A security researcher by the name of Kevin Finisterre posted details of his findings of the serious security gaps and carelessness on the part of DJI, which is the popular Chinese company responsible for manufacturing quality drones.
Finisterre started his work to check the DJI software and code as part of the recently launched bug bounty program after confirming the scope of research. The program was announced back in August to allow security researchers and developers to find issues with the software for security of the customers and the user data.
For the uninitiated, the practice of Bug Bounty programs is not new as other companies in the software space have introduced their own programs allowing developers and security researchers to probe through their software, code and services and report back about any possible issues. This allows the software companies and the service providers to continuously patch and ensure that their system is not open to any kind of hacking attacks. Everyone from Google to Facebook to Microsoft has them.
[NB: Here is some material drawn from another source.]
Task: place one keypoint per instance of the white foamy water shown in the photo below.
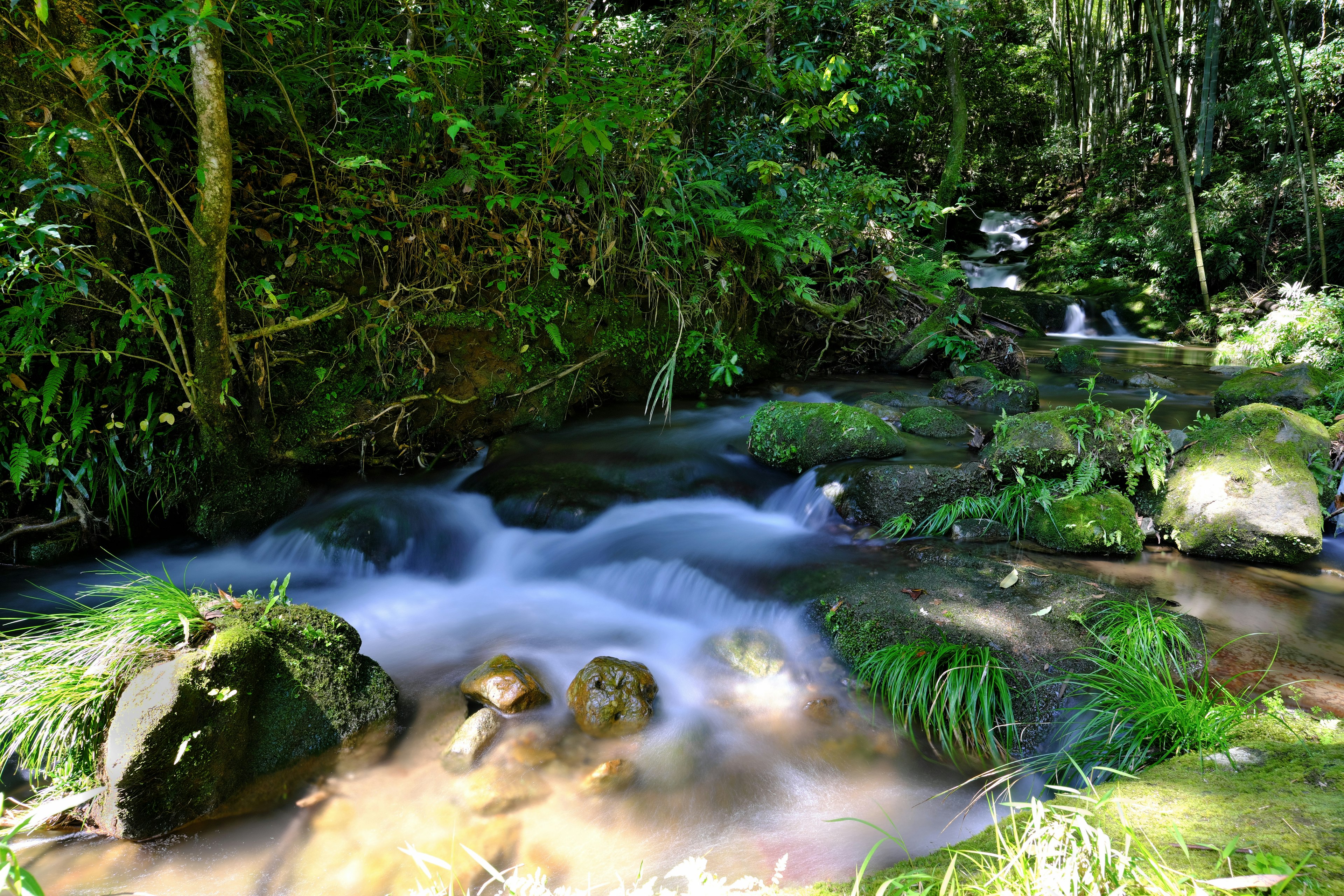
(436, 583)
Those who point out the bugs are eligible for a cash reward depending on the severity of the bug. Some companies provide free hardware or goodies. This bounty acts as an incentive for the researchers to work more comprehensively.
Coming back to the DJI issue, as soon as Finisterre started working on documenting the security flaws as part of the bug bounty programme, he started receiving some pushback. The interesting thing was that he was able to access flight log data and images that other DJI customers had uploaded. These images included passports, drivers licenses, and other government IDs. He pointed out that he got some of the data from DJI accounts that were associated with the military and the government.
He could access this because the developers at DJI had accidentally left the private keys, both for ’wildcard’ certificate for all the DJI web domains and the keys to access the cloud storage accounts on Amazon Web Services. The amusing part here is the fact that developers posted all these details on the DJI GitHub and this did not involve any complex ‘hacking’.
According to a detailed report by ArsTechnica, the most important part of the entire thing happened when DJI hit Finisterre with threats of serious charges like Computer Fraud and Abuse Act. The company refused to cover or provide any protection to him regarding the same. All these missteps from DJI prompted him to drop out of the programme and publish his findings on his own.
While trying to communicate with DJI about all these issues, he also found that DJI drones were sending personally identifiable data. He sent a ‘heads-up’ to the company to ensure that they had sufficient time to patch that issue. The communications stretched over 130 e-mails as the bug bounty website issued him with a notification that he had won the top reward on the website.
After the notification, he did not hear back from the company. A month later, DJI sent an email with a notice saying that it did not offer any protection to researchers.
According to a statement from 16 November, the statement addresses Finisterre as a ‘hacker’. The company also issued a separate statement when talking to ArsTechnica saying that DJI has paid out almost thousands of dollars to dozen researchers.